The new chapel was redesigned and built in 1952 by the Dutch engineer J.A. Hille, deputy head of the DOW (Dienst Openbare Werken), at the same location of an old chapel that measured 50*15 ft and with the same orientation. The chapel is encircled by semicircular pews. There are also stone pews on the outside in order to accommodate additional worshipers. It has a few crosses enshrined in it; the ancient Spanish one is one of the oldest European pieces of art in the Dutch Caribbean. An altar statue of Virgin Mary installed after the earlier one was vandalised has local devotees. The structure does not have any stained glass panelled windows but presents a very serene atmosphere for offering prayers. At the border of the old chapel marked by stones, a few graves are also seen. White graves with crosses marking the stations of the Cross surround the chapel.

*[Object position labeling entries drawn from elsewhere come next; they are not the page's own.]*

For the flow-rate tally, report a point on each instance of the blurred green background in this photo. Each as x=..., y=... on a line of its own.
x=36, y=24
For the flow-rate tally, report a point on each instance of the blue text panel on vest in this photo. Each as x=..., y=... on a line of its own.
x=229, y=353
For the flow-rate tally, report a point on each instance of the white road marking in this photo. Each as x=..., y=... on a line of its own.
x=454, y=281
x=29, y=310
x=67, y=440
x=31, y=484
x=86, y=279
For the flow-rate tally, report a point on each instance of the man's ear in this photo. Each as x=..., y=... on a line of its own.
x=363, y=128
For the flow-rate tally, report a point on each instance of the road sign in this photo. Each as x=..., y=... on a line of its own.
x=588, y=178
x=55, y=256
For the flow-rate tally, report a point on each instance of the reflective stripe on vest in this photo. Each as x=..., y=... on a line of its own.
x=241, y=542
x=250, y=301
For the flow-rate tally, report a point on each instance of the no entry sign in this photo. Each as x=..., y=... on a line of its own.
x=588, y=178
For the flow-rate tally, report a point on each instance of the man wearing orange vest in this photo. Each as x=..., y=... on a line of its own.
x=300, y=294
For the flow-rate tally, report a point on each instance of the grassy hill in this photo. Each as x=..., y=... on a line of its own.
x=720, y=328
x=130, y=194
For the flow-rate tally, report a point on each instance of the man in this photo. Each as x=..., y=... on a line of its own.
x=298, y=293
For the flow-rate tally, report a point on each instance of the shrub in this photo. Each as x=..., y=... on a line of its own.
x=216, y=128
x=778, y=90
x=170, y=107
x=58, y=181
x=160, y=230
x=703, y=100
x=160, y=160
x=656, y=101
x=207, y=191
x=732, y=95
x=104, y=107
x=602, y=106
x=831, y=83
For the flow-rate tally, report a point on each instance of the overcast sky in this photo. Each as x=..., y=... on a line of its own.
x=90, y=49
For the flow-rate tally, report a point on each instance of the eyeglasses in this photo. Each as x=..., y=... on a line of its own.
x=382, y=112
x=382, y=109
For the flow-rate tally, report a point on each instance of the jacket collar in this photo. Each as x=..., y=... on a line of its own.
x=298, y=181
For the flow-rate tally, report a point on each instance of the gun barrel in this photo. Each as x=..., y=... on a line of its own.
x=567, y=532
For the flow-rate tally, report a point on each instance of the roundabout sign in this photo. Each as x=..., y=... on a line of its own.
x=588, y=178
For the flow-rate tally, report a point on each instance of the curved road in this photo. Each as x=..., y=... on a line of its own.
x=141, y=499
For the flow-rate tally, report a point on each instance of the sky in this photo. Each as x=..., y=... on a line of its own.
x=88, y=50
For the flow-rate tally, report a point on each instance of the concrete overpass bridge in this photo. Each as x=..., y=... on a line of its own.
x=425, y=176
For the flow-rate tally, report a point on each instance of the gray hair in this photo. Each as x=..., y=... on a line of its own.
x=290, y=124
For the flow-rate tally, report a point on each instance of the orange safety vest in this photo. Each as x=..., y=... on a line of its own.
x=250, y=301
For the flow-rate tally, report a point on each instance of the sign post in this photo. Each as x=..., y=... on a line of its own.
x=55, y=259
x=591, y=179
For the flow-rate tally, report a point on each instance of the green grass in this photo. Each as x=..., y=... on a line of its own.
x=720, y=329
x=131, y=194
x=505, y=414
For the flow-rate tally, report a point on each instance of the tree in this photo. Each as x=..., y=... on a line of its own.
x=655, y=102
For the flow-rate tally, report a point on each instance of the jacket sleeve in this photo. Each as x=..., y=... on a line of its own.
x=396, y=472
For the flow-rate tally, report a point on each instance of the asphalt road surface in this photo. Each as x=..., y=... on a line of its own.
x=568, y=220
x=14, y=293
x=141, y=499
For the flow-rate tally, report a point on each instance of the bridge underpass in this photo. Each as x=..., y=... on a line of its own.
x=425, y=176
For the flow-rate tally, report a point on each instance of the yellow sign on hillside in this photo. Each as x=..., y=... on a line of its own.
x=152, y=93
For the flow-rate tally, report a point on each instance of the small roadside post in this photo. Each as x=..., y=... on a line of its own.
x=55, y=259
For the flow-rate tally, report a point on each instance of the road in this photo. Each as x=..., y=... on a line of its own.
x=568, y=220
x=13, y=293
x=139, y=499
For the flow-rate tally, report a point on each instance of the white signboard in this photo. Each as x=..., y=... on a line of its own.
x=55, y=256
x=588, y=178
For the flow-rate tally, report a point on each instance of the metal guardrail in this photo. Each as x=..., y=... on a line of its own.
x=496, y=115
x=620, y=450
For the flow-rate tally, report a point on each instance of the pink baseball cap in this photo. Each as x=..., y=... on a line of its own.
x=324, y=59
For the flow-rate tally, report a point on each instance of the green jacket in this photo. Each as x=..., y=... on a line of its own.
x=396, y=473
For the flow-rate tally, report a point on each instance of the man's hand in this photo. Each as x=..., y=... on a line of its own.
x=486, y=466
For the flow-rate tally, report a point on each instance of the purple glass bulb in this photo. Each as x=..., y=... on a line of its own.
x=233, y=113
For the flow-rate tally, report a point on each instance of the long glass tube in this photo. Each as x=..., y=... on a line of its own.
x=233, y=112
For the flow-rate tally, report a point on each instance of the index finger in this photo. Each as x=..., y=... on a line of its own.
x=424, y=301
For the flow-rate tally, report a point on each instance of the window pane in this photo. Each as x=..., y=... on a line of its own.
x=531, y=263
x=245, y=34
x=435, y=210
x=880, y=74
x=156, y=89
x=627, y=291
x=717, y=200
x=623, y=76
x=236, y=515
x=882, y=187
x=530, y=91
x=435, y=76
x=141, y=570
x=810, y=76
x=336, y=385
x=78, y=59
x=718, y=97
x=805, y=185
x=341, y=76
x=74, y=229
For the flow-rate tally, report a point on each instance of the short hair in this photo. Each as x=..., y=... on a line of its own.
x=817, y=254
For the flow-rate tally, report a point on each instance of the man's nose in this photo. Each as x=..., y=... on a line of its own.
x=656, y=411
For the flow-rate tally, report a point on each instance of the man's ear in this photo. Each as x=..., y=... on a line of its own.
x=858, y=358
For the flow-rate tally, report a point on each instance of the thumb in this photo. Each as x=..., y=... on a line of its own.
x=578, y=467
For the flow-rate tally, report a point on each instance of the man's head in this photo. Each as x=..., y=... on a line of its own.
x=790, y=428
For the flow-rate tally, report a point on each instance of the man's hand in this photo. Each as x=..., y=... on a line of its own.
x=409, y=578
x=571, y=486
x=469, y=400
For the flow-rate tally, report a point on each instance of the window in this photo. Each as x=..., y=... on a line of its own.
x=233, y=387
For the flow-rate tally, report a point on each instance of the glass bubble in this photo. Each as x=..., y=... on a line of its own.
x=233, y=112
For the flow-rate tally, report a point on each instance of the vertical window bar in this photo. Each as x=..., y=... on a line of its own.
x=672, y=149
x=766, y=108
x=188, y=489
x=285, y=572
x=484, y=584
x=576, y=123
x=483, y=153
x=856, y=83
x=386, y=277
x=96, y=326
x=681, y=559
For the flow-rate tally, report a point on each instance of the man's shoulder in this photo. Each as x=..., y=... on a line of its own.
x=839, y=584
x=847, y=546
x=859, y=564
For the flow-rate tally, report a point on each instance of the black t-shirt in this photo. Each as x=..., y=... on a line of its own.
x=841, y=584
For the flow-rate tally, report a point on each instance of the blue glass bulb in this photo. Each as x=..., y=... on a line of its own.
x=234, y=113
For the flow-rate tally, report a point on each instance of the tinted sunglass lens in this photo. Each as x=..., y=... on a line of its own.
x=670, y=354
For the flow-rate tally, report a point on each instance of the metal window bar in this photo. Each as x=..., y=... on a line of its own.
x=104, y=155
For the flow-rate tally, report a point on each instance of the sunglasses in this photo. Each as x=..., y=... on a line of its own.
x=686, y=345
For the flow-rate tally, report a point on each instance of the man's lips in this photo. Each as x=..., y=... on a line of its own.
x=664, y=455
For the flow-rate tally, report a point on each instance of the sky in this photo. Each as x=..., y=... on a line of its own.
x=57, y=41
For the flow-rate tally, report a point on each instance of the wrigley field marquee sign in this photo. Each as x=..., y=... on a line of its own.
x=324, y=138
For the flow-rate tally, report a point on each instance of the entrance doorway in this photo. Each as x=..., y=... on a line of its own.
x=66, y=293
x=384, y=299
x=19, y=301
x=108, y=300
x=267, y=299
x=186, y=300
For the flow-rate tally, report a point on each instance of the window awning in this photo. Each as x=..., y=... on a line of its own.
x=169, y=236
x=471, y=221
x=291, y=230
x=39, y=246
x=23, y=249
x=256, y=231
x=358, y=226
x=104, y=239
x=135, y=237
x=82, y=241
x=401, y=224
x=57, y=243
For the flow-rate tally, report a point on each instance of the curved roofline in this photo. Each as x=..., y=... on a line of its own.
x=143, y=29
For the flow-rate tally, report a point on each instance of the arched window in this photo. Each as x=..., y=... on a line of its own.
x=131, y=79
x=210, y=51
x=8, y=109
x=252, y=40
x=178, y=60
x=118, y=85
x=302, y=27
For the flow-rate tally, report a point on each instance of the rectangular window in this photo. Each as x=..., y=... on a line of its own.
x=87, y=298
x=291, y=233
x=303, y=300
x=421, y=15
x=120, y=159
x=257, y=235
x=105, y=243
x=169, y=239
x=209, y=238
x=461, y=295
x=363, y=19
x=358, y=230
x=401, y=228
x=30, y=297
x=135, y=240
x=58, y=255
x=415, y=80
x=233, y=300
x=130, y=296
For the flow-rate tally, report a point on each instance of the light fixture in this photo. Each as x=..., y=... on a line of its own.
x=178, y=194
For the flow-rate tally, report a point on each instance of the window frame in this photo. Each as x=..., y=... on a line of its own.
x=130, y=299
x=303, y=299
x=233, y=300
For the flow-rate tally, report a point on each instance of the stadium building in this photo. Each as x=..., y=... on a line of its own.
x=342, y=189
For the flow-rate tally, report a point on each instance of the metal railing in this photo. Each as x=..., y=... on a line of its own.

Graves of Domingo Antonio Silvestre and Miguel Enrique Albarez are located near the chapel.

When the chapel was initially built in 1752, priests visited it from Coro three times every year. People used to wait eagerly to celebrate mass and perform Catholic Services such as baptisms and marriages.

==Pilgrimage==
A pilgrimage is undertaken on foot by local Catholics of Aruba on Good Friday from Oranjestad to Alto Vista Chapel.